I realize from traveling this country in the winter that
states have horrible winters, as bad as the west. So please don't take
offence. I am not trying to tell you how much worse things are in Wyoming,
Idaho and Montana. I'm just trying to share a bit of Western lore with you.
I hope you enjoy it.
The difference between Wyoming, Idaho, and Montana as well as some
other western states is the vast distances between towns. When you leave
the city limits you can be more or less isolated for hours except for
passing cars and often traffic is sparse. In the winter traffic can come to
almost a total stop, and sometimes roads are closed by the highway patrol
until passable. There have been many times motorests were unable to
continue on the highway and had to pull over until the blizzard conditions
lessened. Sometimes they are unable to continue on because of snow buildup
or lack of traction. Other times cars slide off the highway and becomes
Often the driver is not able to see the blizzard posts, because there is a
of perhaps six or seven feet,between the posts.
Under these conditions whole families have waited days in their cars
for help to come. In some cases it was too late or the people had severe
frost bite or were weak from lack of food or water. One dare not leave the
car even to void for fear of being seperated from the car and lost. The
motor cannot be turned on for heat because the tailpipe may be stopped up
with snow and the people have died of carbon dioxide poisoning.
I haven't lived in Wyoming or a hard winter state since 1961 when
I moved to Vegas.
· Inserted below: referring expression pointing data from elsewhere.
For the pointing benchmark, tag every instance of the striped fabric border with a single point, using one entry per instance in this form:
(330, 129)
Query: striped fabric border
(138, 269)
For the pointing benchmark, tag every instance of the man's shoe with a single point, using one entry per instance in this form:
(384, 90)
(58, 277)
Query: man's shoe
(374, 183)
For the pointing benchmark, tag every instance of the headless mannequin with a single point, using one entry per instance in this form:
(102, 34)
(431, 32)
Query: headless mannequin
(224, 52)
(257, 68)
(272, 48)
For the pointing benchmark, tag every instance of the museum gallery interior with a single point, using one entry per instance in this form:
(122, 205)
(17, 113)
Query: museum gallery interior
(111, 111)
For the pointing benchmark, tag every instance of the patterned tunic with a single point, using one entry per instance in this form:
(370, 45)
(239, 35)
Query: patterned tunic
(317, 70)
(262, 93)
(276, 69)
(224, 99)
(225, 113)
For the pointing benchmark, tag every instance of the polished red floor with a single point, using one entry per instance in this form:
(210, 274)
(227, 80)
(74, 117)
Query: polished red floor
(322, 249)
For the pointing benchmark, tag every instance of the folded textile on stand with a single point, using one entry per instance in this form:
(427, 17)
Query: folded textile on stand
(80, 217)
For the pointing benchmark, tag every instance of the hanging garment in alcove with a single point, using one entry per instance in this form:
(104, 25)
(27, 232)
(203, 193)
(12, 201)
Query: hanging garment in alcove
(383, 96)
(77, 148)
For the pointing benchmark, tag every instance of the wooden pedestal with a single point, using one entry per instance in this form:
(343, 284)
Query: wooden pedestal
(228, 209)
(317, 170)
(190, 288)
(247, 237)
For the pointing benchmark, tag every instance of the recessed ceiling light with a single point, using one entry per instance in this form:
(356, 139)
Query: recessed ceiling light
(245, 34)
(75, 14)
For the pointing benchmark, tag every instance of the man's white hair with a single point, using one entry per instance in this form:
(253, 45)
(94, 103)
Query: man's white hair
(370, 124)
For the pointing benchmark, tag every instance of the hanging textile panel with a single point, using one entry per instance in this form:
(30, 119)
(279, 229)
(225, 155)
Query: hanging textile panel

My father passed away in December 1989 and I was forced
to drive home. There were new divided three or four lane highways, more
traffic; but the same ice, snow, cold and blizzard posts.
The blizzard posts are slender posts with a reflective yellow glass
at the top. They are in my estimation apx. forty four inches high and the
glass is about a three and one half inch diamiter If you don't know what
they are and it is nice weather you wonder, " What's with these funny sticks
beside the road? Another waste of taxpayers money!" Many people owe their
lives to the blizzard posts. Often they are the only thing you can see to
help you stay on the highways of Wyoming.
In the winter of 1949 the snow was so deep and the blizzards so long
that hundreds of cattle froze in the field from hunger and lack of shelter.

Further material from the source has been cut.